Me sorprendió su respuesta, pero me alivió.
—¡Uf, qué bien! Solito no sufrió. Pero… ¿hay un cielo para perros? Papá dice que nos morimos y nos convertimos en gusanos, que hay que vivir hasta reventar. Yo no lo sé, pero alguna vez estando dormida he viajado a casa de mi abuela y he podido hablarle y besarla. Ella cree que tenemos un corazoncito que sigue vivo después de morir. ¡No sé! —suspiré muy abatida.
El hombre se puso en pie, recogió del suelo a Solito y lo envolvió en un trapo que llevaba cogido detrás en sus pantalones. Me dio su mano para que me levantara.
—Creo, señorita, que su perro merece un entierro digno, para que pueda ir al cielo que le corresponde.
Salimos ambos de los establos agarrándome muy fuerte a su mano. Él me transmitía una gran seguridad. Me llevó hacia el bosque, y al entrar en él volví a sentir un nudo en el estómago. Así era como yo somatizaba siempre el miedo.
Caminamos en silencio al menos cinco largos minutos en dirección al corazón del lugar. Él fue el primero en romper nuestro silencio.
—Me llamo Galpi, soy un indio amazónico.
Volvió a callar, entendí que debía presentarme.
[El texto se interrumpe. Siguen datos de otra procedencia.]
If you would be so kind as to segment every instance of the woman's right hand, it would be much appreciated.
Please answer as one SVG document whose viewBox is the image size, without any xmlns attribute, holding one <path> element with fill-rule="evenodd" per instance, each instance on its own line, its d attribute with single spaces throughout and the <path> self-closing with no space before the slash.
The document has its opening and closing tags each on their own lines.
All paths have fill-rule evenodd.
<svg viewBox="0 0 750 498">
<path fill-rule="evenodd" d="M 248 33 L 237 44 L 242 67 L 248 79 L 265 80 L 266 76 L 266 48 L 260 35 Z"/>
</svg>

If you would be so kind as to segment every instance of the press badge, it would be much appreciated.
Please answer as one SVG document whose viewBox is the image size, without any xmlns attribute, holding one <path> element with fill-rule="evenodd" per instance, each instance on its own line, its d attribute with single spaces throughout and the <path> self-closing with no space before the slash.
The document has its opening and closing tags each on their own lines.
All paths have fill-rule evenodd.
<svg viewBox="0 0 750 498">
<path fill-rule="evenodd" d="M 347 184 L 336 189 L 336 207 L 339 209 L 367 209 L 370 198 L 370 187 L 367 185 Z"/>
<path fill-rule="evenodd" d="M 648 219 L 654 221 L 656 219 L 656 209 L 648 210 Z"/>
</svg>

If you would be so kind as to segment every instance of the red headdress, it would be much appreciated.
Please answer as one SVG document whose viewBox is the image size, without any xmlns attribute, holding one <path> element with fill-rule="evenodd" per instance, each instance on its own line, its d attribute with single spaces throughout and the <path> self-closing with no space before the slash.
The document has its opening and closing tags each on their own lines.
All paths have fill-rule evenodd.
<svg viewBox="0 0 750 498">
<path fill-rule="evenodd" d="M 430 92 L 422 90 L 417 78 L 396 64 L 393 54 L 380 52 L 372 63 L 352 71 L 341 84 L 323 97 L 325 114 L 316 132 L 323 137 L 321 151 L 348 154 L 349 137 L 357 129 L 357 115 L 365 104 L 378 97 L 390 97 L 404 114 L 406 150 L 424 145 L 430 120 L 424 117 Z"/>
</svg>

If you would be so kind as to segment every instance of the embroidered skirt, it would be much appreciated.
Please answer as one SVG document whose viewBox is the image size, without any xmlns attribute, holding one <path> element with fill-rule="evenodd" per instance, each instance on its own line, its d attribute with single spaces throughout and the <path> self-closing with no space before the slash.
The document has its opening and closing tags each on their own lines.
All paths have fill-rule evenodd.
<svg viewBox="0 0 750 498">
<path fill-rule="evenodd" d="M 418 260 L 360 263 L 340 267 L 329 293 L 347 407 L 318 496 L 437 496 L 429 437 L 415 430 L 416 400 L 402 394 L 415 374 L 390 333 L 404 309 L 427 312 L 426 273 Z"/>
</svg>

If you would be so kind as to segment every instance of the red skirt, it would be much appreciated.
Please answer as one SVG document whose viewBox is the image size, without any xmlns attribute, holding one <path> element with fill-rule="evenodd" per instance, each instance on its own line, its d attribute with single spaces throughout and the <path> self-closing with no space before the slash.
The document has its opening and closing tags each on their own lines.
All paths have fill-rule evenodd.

—Yo soy Elenita, bueno, me llaman así mis papás, y soy una «india catalana». Mis papás dicen que también nos han perseguido por nuestro idioma y nuestras costumbres. Un dictador que vive en mi país.
De nuevo el silencio. ¿Y si se había enfadado? Yo no era una india, ¿o sí? Me gustaban tanto las películas de indios y vaqueros. Yo siempre era una india buena, que montaba a caballo en mis juegos.
Galpi sujetaba con fuerza mi mano, el hombre percibía mi miedo.
—Ahora haremos aquí una pequeña hoguera. Así es como los indios entierran a sus héroes. Al quemar el cuerpo, el alma de su perro se liberará y podrá ir a su cielo, a la matriz creadora de los animales iguales a él. Si él va muy rápido al cielo, usted Elenita podrá hablar con Solito, cada vez que se sienta perdida en el bosque. Ayúdeme, vigílelo mientras yo preparo la hoguera.